Figure 1 in the paper displays visual representations of Protenix's performance across several benchmarks. Figures 2-4 present in-depth analyses of PoseBusters results and case studies that show Protenix's ability to predict novel and challenging protein-ligand interactions. Figures 6 and 7 highlight Protenix's capabilities in RNA and DNA structure prediction. Figure 8 displays the relationship between the predicted scores and interface DockQ scores for several interface types. Finally, Figure 9 illustrates how similar structures in the training set can influence the model’s accuracy.
Methods
The paper details modifications to the data pipeline, model, and training process compared to the AF3 implementation.
3.1 Data Pipeline: Key differences include modifications to the parser, MSA approach (no MSA for nucleic chains), featurization, and cropping method. Table 2 in the paper details specific corrections to the algorithms presented in the original AF3 paper.
3.2 Model and Training: Protenix uses a similar model architecture to AF3 but introduces several optimizations, including parameter initialization strategies, scalability improvements (BF16 mixed precision training, custom CUDA kernels, and DS4Sci_EvoformerAttention), and training modifications. These optimizations significantly reduce training time and memory usage. Table 3 summarizes the training stage configurations.

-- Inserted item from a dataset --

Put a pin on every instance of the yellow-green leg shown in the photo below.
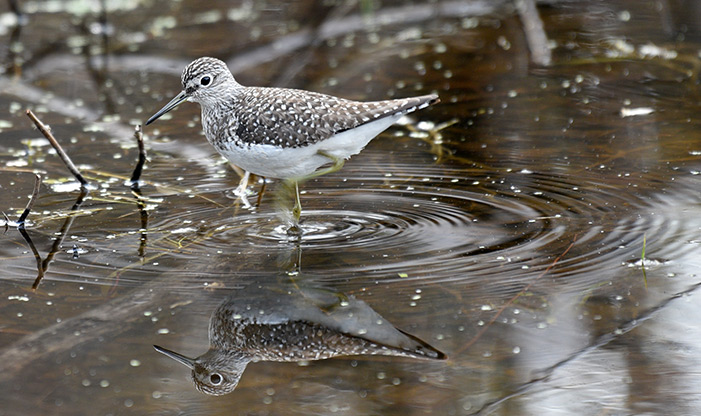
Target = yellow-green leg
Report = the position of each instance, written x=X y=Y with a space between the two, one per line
x=337 y=163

A code snippet showcasing a correction introduced to Algorithm 18 of the AF3 supplementary materials:
Algorithm 18
Original Line 9: x₁ = (xnoisy – denoised)/î
Corrected Line 9: x₁ = (xnoisy – denoised)/î
The correction ensures mathematical consistency in solving Ordinary Differential Equations (ODEs).
Future Plan
Future development focuses on improving model performance, adding features (predicting structures with incorporated priors or without MSA), and enhancing the evaluation process. The authors plan to create a general-purpose evaluation platform to support fair model comparisons.
Acknowledgements
The authors express gratitude to the creators of AlphaFold, OpenFold, and ColabFold, whose contributions provided a strong foundation for this work. The paper also acknowledges various open-source tools and datasets.
Conclusion
Protenix represents a valuable contribution to the field of protein structure prediction. Its open-source nature and improved performance, alongside the detailed documentation of its development process, make it a significant resource for the research community, facilitating further development and exploration. The authors encourage readers to consult the repository for detailed information and usage examples.